Post in Avoiding Probate

First, Why Do People Want To Avoid Probate? Most people want to avoid probate for two reasons.  First, because assets are frozen and not available to heirs during the year or more it takes for probate to be completed. Remember, probate is the process of validating a will and is designed to give creditors time to get paid and relatives time to challenge the will. The more challenges, the greater the delays.

Second, probate can be very expensive. Attorneys can charge up to 5% of the value of the estate.

Note: You can reduce or avoid the attorney fees by appointing a family member to serve as executor of your will. They can always hire an attorney, if needed. This could save your heirs (estate) tens of thousands of dollars in legal fees.

How Do Most People Avoid Probate? The easiest and most common way people avoid probate is by putting assets in their children’s names. While this does avoid probate, it can create other very costly problems.

Example; A widowed mother owns a home worth $200,000, that she would like her son to inherit. When her husband died 10 years ago, she went through the probate process. She would like her son to avoid the hassles and costs of probate when she dies. So she decides to put her son’s name on the deed. By doing so, the son will indeed avoid probate. However, by titling the home in the son’s name she has probably created a current gift tax liability.

(or estate tax problems at her death) Depending when and if the gift is caught. (You are generally only allowed to gift $10,000 annually to each person)        

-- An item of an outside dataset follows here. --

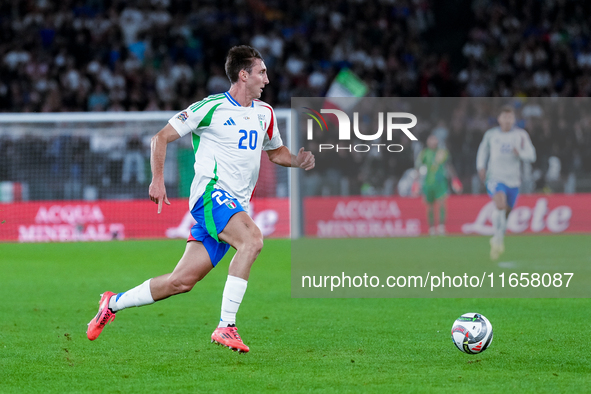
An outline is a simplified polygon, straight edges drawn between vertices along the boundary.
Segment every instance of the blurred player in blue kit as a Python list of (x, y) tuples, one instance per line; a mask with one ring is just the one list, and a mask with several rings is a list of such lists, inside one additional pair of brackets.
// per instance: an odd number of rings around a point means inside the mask
[(494, 235), (490, 239), (490, 258), (496, 260), (505, 251), (507, 217), (515, 206), (521, 185), (521, 162), (536, 161), (536, 150), (529, 134), (515, 127), (515, 111), (501, 109), (499, 126), (484, 133), (476, 155), (476, 169), (495, 203), (492, 215)]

Unfortunately, she has also created a capital gains tax problem for her son. 

Let’s look at what can happen; Thirty years ago, the mother & father bought the home for $40,000. When the mother dies, because the son’s name is now on the deed, the IRS will consider him as an owner, not as an heir. If he decides to sell the home right away, he will have to pay capital gains on $160,000 of profits. That’s $32,000 or more, which is a huge amount to pay just to avoid estate taxes. It will be even more as the home appreciates in value in later years.

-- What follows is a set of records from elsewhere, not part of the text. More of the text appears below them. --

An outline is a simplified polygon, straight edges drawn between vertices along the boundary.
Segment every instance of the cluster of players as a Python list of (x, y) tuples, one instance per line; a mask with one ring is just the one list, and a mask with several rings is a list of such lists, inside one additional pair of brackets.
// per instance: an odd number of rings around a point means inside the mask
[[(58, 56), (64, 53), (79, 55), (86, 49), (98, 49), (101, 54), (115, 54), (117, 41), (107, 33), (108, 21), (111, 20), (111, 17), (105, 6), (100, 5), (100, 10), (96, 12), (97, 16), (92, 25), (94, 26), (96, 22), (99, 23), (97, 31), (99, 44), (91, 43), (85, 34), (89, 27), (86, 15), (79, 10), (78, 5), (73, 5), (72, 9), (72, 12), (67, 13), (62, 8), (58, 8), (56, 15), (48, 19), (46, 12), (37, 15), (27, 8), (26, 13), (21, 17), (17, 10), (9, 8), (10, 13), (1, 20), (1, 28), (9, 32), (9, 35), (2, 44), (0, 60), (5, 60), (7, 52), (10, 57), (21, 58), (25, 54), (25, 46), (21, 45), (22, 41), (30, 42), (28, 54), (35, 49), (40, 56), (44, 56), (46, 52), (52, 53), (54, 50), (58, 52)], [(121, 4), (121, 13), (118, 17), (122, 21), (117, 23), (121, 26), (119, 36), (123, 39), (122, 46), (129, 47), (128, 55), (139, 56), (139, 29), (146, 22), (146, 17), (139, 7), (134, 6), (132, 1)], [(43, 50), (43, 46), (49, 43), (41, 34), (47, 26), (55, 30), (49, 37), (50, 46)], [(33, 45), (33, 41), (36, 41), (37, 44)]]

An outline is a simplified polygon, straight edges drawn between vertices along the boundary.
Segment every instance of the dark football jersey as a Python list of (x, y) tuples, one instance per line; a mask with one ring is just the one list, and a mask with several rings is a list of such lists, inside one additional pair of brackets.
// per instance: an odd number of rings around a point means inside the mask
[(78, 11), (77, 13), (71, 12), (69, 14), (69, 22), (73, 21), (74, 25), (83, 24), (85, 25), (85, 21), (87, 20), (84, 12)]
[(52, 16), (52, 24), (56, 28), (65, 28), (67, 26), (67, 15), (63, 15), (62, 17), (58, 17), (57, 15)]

More Concerns; Jointly owned property, it is legally exposed and attachable by the creditors of each the owners. If any of the owners are sued, go through a divorce, or they have an income tax problem, the asset can be seized to satisfy a legal judgment against that owner. 

What’s The Best Way to Avoid Probate? Generally, the best way to avoid probate is to establish a revocable living trust, naming yourself as trustee and your heirs as beneficiaries. Because the trust is revocable, you can put assets into the trust and take them back out at any time during your lifetime. And because the assets are owned by the trust, and not by you, your estate avoids probate. When you die, your assets pass directly to the trust’s beneficiaries (your heirs).

To set up a trust, meet with an attorney who specializes in estate planning.